LangLoc: "Tell Me What You See"

2026-07-06Computer Vision and Pattern Recognition

Computer Vision and Pattern Recognition
AI summary

The authors developed LangLoc, a system that figures out exactly where someone is inside a building just by reading their natural language description of the surroundings. First, it finds the right room or scene using a smart language and image feature comparison. Then, it guesses the exact spot and direction by checking what objects should be visible from various points on a floor plan. Finally, it asks yes/no questions to clear up any confusion and pinpoint the location more accurately.
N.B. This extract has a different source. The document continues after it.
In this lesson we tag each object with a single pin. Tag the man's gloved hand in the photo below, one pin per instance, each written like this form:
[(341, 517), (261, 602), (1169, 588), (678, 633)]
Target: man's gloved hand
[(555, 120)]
They also created a large dataset with over 13,000 descriptions tied to precise indoor locations to test their method.

Indoor localizationNatural language processing3D environmentScene retrievalGraph Attention Network (GATv2)CLIP featuresRay castingBayesian inferencePose estimationDialog system
Authors
Shaurya Kishore Panwar, Roham Zendehdel Nobari, Shirley Feng Yi Lau, Abu Bakr Rahman Shaik, Manuel Günther, Marc Pollefeys, Daniel Barath
Abstract
We tackle fine-grained indoor localization from natural language: given a free-form description of one's surroundings, estimate the observer's 2D position and heading within a known 3D environment. Language queries are lightweight, privacy-preserving, and need no camera - yet prior work stops at coarse scene retrieval and cannot resolve an intra-scene pose. We close this gap with LangLoc, a three-stage pipeline that (i) retrieves the correct scene via a dual-branch GATv2 encoder with CLIP semantic features, surpassing the previous best by 8 percentage points in Top-1 recall; (ii) estimates position and heading by scoring a dense floor grid through ray-cast object visibility, reaching a median error of 0.95 m; and (iii) resolves residual ambiguity through a Bayesian dialog module that asks targeted yes/no questions and updates a pose posterior until the location is pinpointed. To support this task we contribute a benchmark of $13{,}000{+}$ pose-indexed natural-language descriptions over $1{,}300{+}$ indoor 3D scans.